AWS-managed KMS keys
- AWS automatically creates and manages encryption keys for supported services.
- These keys are known as AWS-managed keys (previously called AWS-managed CMKs).
- Used only within your AWS account.
- Cannot be managed, rotated, or deleted manually.
- Some AWS services cover encryption costs on your behalf.
- Visible in the AWS KMS console under “AWS managed keys.”
On which AWS services can AWS Web Application Firewall (WAF) be deployed?
- Amazon CloudFront (for global content delivery)
- Application Load Balancer (ALB) (for web applications)
- Amazon API Gateway (for securing APIs)
- AWS AppSync (for GraphQL APIs)
- AWS WAF helps protect applications from common threats like SQL injection and cross-site scripting (XSS).

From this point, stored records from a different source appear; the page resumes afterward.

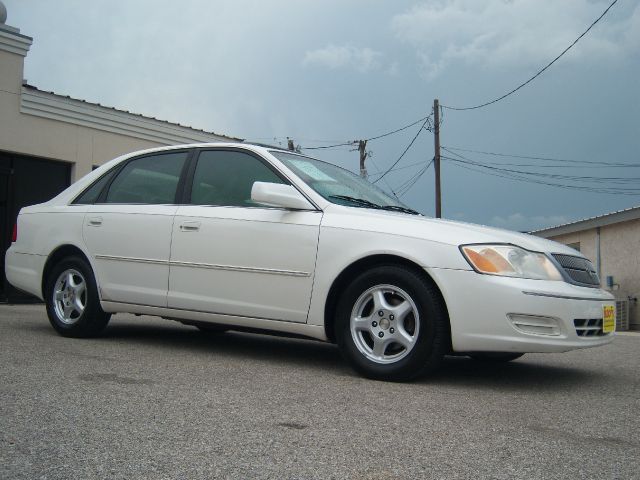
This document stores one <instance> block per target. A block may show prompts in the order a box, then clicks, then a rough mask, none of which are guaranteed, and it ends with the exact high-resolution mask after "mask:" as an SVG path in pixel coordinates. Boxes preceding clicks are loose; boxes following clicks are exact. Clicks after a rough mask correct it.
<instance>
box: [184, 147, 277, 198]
mask: <svg viewBox="0 0 640 480" xmlns="http://www.w3.org/2000/svg"><path fill="white" fill-rule="evenodd" d="M254 182H270V183H286V182H285V181H284V180H283V179H282V178H280V176H279V175H278V174H277V173H276V172H274V171H273V170H272V169H271V168H270V167H268V166H267V165H266V164H265V163H263V162H262V161H261V160H259V159H258V158H256V157H254V156H253V155H250V154H248V153H245V152H237V151H231V150H205V151H203V152H201V153H200V156H199V158H198V164H197V165H196V170H195V173H194V176H193V186H192V188H191V204H193V205H218V206H232V207H250V206H255V205H256V204H254V202H253V201H252V200H251V188H252V187H253V184H254Z"/></svg>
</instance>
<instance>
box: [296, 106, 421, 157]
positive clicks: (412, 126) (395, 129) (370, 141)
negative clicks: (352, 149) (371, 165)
mask: <svg viewBox="0 0 640 480" xmlns="http://www.w3.org/2000/svg"><path fill="white" fill-rule="evenodd" d="M429 117H431V114H430V115H427V116H426V117H422V118H419V119H418V120H416V121H414V122H411V123H410V124H408V125H405V126H403V127H400V128H396V129H395V130H391V131H388V132H385V133H382V134H380V135H376V136H374V137H368V138H363V139H362V140H364V141H365V142H371V141H374V140H379V139H381V138H384V137H388V136H390V135H394V134H396V133H400V132H402V131H404V130H407V129H408V128H411V127H413V126H414V125H417V124H419V123H420V122H423V121H425V120H426V119H428V118H429ZM310 141H314V142H318V143H321V142H324V140H310ZM359 142H360V140H351V141H345V142H336V143H335V144H333V145H321V146H316V147H303V146H301V147H300V148H301V149H302V150H321V149H326V148H337V147H344V146H345V145H357V144H358V143H359Z"/></svg>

Which data sources does Amazon Detective use to analyze security events?
AWS CloudTrail logs, Amazon VPC Flow Logs, and Amazon GuardDuty findings
- Amazon Detective processes data from AWS CloudTrail, VPC Flow Logs, and GuardDuty findings.
- It analyzes trillions of events to create an interactive security view of resources, users, and interactions.
- Requires GuardDuty to be enabled for at least 48 hours before activation.
By default, which type of events does AWS CloudTrail log?
Management events
- CloudTrail logs management events (also called control plane operations) by default.
- Examples: registering devices, configuring routing rules, setting up logging.
- Data events and CloudTrail Insights require additional configuration and incur extra costs.